Savunmaların Özeti : Taraflarca savunma verilmemiştir.

Tetkik Hakimi : …
Düşüncesi : İflas tasfiye işlemlerinin basit usulde gerçekleştirilmesi halinde iflas dairesinin tasfiye ile ilgili görev ve sorumluluğunun iflas işlemlerine ilişkin konular ile sınırlı olduğu, vergisel işlemlerin de iflas dairesi tarafından yerine getirileceği konusunda kanuni bir düzenlemenin bulunmadığı, davalı idarece, basit usulde tasfiye işlemleri gerçekleştirilen şirketin tasfiye sırasında vergisel yükümlülük doğuracak herhangi bir faaliyetinin olduğuna dair bir saptamanın da bulunmadığı dikkate alındığında kesilen özel usulsüzlük cezaları hukuka aykırı olduğundan, davacının kararın düzeltilmesi isteminin kabulü ile Daire Kararı kaldırıldıktan sonra Vergi Mahkemesi kararının özel usulsüzlük cezaları yönünden davanın reddine ilişkin hüküm fıkrasının bozulması, davalı idarenin kararın düzeltilmesi isteminin ise reddi gerektiği düşünülmektedir.

TÜRK MİLLETİ ADINA
Hüküm veren Danıştay Üçüncü Dairesince kararın düzeltilmesi istemine ilişkin dilekçesinde ileri sürülen sebepler 2577 sayılı İdari Yargılama Usulü Kanunu’nun 54. maddesinin 1. fıkrasının (c) bendi hükmüne uygun bulunduğundan, davacının kararın düzeltilmesi isteminin kabulüne ve Danıştay Üçüncü Dairesinin 11/10/2022 tarih ve E: 2022/217, K:2022/3681 sayılı kararının; özel usulsüzlük cezalarına ilişkin hüküm fıkrasının kaldırılmasına karar verildikten sonra davacı temyiz istemi bu yönden yeniden incelenerek işin gereği görüşülüp düşünüldü:
2004 sayılı İcra ve İflas Kanunu’nun “İflas masası” başlıklı 184. maddesinde, iflasın açıldığı tarih itibariyle müflisin haczi kabil bütün mallarının bir masa teşkil edeceği ve alacakların ödenmesine tahsis olunacağı, müflis namına gelen mektupların iflas idaresi tarafından açılacağı ve sair mevrudelerin de masaya gönderilmesinin posta idaresine bildirileceği, “Teminat tedbirleri” başlıklı 210. maddesinde, iflas dairesinin, müflisin mağazalarını, eşya depolarını, mümasil yerlerini kapatıp mühürleyeceği, şu kadar ki masa hakkında faydalı olacağı anlaşılırsa dairenin, bu yerleri ilk alacaklılar toplanmasına kadar kontrolü altında idare edebileceği, “İflas idaresi ve iflas dairesinin vazifeleri” başlıklı 223. maddesinde iflas idaresinin üç kişiden oluştuğu, tasfiyenin, iflas dairesince, iflas idaresine havale olunacağı; “Basit tasfiye” başlıklı 218. maddesinde iflas dairesince defteri tutulan mallar bedelinin tasfiye masraflarını koruyamayacağı anlaşılırsa basit tasfiye usulünün uygulanacağı, basit tasfiyede iflas dairesinin alacaklıların menfaatlerine muvafık surette malları paraya çevireceği ve başka merasime mahal kalmaksızın alacakları tahkik ve sıralarını tayin ederek bedellerini dağıtacağı kurala bağlanmıştır.

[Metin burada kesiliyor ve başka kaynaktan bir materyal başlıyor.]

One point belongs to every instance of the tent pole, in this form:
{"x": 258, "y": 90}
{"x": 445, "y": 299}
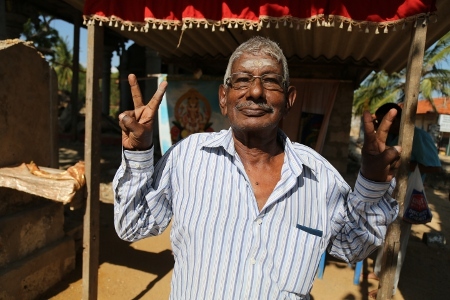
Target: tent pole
{"x": 413, "y": 75}
{"x": 92, "y": 162}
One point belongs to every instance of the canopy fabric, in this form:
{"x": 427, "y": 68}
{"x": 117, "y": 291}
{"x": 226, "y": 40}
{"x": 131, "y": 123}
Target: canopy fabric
{"x": 141, "y": 14}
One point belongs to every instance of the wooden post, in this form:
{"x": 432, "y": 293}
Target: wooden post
{"x": 413, "y": 75}
{"x": 75, "y": 75}
{"x": 92, "y": 161}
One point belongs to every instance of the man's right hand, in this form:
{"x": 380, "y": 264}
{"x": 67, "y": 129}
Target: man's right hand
{"x": 137, "y": 124}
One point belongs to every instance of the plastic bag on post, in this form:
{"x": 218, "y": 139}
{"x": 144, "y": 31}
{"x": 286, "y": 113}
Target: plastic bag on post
{"x": 416, "y": 204}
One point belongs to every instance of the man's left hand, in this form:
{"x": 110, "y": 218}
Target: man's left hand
{"x": 379, "y": 161}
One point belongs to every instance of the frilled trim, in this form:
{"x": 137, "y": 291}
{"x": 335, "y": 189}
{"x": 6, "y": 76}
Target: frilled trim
{"x": 264, "y": 22}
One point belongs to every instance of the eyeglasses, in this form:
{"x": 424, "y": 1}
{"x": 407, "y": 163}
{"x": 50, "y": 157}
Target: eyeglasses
{"x": 242, "y": 81}
{"x": 376, "y": 123}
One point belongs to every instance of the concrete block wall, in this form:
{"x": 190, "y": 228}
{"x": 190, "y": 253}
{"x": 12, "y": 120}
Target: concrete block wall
{"x": 336, "y": 144}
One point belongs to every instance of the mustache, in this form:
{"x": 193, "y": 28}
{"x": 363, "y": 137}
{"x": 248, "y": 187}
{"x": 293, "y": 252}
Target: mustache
{"x": 266, "y": 107}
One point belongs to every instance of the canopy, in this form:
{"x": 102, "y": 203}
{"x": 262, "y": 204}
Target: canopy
{"x": 373, "y": 34}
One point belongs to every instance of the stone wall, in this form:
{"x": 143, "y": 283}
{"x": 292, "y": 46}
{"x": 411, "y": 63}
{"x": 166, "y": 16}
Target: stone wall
{"x": 28, "y": 106}
{"x": 336, "y": 145}
{"x": 35, "y": 252}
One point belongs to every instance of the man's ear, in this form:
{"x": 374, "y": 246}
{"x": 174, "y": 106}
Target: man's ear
{"x": 291, "y": 94}
{"x": 223, "y": 99}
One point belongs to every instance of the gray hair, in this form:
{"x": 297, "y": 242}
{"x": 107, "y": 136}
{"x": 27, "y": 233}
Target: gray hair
{"x": 259, "y": 45}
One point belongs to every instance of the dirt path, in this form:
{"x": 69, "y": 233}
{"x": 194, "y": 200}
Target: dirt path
{"x": 143, "y": 270}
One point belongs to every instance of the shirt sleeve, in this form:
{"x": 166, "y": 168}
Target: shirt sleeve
{"x": 142, "y": 195}
{"x": 361, "y": 219}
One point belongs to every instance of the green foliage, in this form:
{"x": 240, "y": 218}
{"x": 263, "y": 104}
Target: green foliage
{"x": 380, "y": 88}
{"x": 43, "y": 36}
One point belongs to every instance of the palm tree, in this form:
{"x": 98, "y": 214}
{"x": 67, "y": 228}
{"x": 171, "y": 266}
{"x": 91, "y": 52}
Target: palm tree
{"x": 63, "y": 64}
{"x": 380, "y": 88}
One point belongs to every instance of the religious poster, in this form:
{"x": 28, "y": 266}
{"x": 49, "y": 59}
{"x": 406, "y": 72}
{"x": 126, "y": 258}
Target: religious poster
{"x": 189, "y": 106}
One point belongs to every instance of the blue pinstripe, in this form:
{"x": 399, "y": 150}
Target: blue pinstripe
{"x": 224, "y": 247}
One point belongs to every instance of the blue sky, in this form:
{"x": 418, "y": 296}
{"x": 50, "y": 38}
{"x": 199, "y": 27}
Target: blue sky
{"x": 66, "y": 32}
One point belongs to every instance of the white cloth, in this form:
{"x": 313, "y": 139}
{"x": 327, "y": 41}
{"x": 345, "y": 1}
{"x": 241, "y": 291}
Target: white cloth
{"x": 224, "y": 247}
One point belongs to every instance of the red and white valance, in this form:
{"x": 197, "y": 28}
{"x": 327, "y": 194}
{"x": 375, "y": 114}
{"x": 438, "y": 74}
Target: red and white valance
{"x": 144, "y": 15}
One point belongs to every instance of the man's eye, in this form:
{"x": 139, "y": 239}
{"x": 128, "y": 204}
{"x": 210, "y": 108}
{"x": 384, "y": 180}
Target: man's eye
{"x": 242, "y": 79}
{"x": 270, "y": 79}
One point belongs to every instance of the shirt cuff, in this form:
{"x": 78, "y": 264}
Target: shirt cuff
{"x": 370, "y": 191}
{"x": 138, "y": 161}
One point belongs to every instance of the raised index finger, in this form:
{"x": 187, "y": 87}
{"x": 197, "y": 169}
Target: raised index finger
{"x": 153, "y": 104}
{"x": 135, "y": 91}
{"x": 386, "y": 123}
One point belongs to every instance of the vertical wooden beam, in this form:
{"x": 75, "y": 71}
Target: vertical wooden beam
{"x": 92, "y": 161}
{"x": 75, "y": 75}
{"x": 413, "y": 75}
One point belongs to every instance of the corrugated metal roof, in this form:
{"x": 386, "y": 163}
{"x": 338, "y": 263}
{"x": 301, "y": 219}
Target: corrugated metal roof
{"x": 352, "y": 53}
{"x": 442, "y": 105}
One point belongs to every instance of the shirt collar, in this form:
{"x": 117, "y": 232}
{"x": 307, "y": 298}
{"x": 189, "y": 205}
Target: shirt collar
{"x": 225, "y": 140}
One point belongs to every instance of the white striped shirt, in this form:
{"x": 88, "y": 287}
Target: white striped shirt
{"x": 224, "y": 247}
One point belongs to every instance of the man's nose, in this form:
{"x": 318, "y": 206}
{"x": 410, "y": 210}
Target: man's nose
{"x": 256, "y": 87}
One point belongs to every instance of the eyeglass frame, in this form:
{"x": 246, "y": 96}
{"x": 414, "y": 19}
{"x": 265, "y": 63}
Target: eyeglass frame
{"x": 283, "y": 81}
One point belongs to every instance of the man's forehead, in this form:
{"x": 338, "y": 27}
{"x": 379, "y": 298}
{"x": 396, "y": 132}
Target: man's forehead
{"x": 255, "y": 61}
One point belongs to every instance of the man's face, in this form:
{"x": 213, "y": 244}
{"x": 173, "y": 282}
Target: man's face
{"x": 255, "y": 107}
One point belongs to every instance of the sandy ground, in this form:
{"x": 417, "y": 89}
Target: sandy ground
{"x": 143, "y": 269}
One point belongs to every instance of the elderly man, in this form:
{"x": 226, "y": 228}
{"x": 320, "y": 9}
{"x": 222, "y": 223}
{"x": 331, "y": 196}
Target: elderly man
{"x": 253, "y": 212}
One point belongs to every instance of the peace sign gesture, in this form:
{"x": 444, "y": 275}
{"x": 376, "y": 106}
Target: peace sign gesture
{"x": 137, "y": 124}
{"x": 379, "y": 161}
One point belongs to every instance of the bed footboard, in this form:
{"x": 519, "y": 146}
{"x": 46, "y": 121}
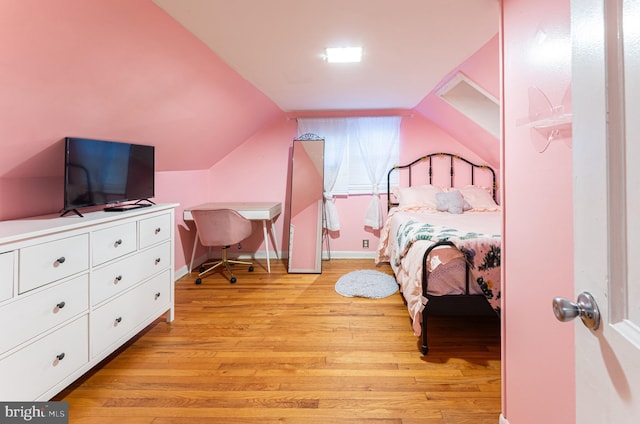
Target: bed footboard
{"x": 462, "y": 304}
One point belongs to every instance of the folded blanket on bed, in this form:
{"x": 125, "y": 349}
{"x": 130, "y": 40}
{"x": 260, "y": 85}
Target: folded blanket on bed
{"x": 482, "y": 251}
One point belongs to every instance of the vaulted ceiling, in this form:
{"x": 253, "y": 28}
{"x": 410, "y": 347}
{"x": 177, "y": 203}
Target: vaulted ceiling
{"x": 278, "y": 46}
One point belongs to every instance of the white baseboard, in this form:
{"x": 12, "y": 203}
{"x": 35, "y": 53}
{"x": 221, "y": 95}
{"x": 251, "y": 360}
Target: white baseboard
{"x": 182, "y": 271}
{"x": 350, "y": 255}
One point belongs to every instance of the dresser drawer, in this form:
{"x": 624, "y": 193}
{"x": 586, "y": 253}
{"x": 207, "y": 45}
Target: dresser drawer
{"x": 154, "y": 230}
{"x": 6, "y": 275}
{"x": 35, "y": 313}
{"x": 123, "y": 274}
{"x": 114, "y": 320}
{"x": 113, "y": 242}
{"x": 32, "y": 371}
{"x": 47, "y": 262}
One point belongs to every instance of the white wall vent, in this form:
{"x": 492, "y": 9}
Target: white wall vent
{"x": 472, "y": 101}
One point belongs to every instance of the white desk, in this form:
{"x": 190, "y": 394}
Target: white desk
{"x": 255, "y": 211}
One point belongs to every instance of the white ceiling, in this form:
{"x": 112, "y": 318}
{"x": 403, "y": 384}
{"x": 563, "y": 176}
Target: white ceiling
{"x": 278, "y": 46}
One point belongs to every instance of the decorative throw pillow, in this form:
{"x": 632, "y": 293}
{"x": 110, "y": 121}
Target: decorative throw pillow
{"x": 452, "y": 202}
{"x": 424, "y": 195}
{"x": 479, "y": 198}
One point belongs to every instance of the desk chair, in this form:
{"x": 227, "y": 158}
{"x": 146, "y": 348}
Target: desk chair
{"x": 221, "y": 227}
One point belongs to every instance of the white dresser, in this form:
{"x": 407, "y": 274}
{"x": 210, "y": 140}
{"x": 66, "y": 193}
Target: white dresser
{"x": 74, "y": 289}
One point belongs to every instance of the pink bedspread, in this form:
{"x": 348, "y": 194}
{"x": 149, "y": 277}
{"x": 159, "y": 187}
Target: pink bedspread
{"x": 403, "y": 241}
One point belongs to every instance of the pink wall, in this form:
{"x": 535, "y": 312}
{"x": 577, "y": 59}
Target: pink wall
{"x": 483, "y": 68}
{"x": 117, "y": 70}
{"x": 124, "y": 70}
{"x": 538, "y": 362}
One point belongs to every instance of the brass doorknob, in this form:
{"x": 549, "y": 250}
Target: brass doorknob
{"x": 585, "y": 308}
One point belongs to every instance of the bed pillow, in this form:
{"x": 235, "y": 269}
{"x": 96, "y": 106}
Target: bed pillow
{"x": 452, "y": 202}
{"x": 424, "y": 195}
{"x": 479, "y": 198}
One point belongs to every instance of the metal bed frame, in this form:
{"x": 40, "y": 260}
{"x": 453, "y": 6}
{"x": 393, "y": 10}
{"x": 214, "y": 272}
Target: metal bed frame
{"x": 465, "y": 304}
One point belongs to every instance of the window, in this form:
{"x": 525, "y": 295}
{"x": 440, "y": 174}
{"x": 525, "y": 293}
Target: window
{"x": 360, "y": 150}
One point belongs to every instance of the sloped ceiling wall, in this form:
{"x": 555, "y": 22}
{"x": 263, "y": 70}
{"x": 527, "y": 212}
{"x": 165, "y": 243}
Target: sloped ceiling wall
{"x": 117, "y": 70}
{"x": 483, "y": 68}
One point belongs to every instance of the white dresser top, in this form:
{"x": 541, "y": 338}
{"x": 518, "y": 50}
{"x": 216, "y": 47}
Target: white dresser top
{"x": 26, "y": 228}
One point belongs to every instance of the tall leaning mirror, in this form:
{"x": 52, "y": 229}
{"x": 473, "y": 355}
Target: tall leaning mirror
{"x": 306, "y": 205}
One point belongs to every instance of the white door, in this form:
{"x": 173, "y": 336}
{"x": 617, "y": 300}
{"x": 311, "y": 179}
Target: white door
{"x": 606, "y": 48}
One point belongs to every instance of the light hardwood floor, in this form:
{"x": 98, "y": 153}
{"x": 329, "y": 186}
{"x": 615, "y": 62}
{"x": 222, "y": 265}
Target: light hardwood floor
{"x": 286, "y": 348}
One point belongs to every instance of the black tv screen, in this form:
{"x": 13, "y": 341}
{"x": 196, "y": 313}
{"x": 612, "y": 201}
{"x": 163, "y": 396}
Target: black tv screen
{"x": 100, "y": 172}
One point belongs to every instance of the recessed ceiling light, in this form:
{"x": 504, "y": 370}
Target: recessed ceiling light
{"x": 344, "y": 54}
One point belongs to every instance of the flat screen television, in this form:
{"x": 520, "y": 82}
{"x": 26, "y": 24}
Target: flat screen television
{"x": 100, "y": 172}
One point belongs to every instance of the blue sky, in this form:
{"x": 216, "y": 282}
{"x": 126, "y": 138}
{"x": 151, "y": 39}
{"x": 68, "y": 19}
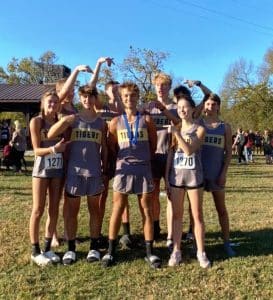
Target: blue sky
{"x": 203, "y": 38}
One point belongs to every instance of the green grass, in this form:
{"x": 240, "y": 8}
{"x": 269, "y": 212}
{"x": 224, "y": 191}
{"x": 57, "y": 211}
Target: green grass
{"x": 247, "y": 276}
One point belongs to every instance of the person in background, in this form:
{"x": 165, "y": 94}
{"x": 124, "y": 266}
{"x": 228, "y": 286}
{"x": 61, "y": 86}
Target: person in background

Bu durumda, iflas halinde, basit tasfiye hükümleri uyarınca müflise ait haczi kabil bütün malvarlığından oluşan iflas masasının menfaatlerini gözetmek, bu doğrultuda masayı temsil etmek ve alacakların ödenmesi sonucunda tasfiyenin tamamlaması ile görevli olan iflas dairesinin görev ve sorumluluğunun, iflas işlemlerine ilişkin konular ile sınırlı olduğu dolayısıyla bir takım vergisel yükümlülüklerin süresinde yerine getirilmediğinden bahisle ceza kesilmesi, vergi ve cezaların kanuniliği ilkesine aykırı düştüğü, şirketin iflas işlemleri dışında ticari faaliyetinin devam ettiği yönünde yapılmış herhangi bir tespitin de mevcut olmadığı anlaşıldığından davacı adına kanuni temsilci sıfatıyla kesilen özel usulsüzlük cezalarında hukuka uygunluk görülmemiştir.
Açıklanan nedenlerle, davacı temyiz isteminin kabulü ile … Vergi Mahkemesinin … tarih ve E:…, K:… sayılı kararının özel usulsüzlük cezaları yönünden davanın reddine ilişkin hüküm fıkrasının bozulmasına,yargılama giderlerinin yeniden verilecek kararda karşılanması gerektiğine, Daire kararının diğer hüküm fıkrasına yönelik davalı idarece ileri sürülen nedenler 2577 sayılı Kanun’un 54. maddesinde yazılı sebeplerden hiçbirine girmediğinden davalı idarenin kararın düzeltmesi isteminin reddine, 09/03/2023 tarihinde oybirliğiyle karar verildi.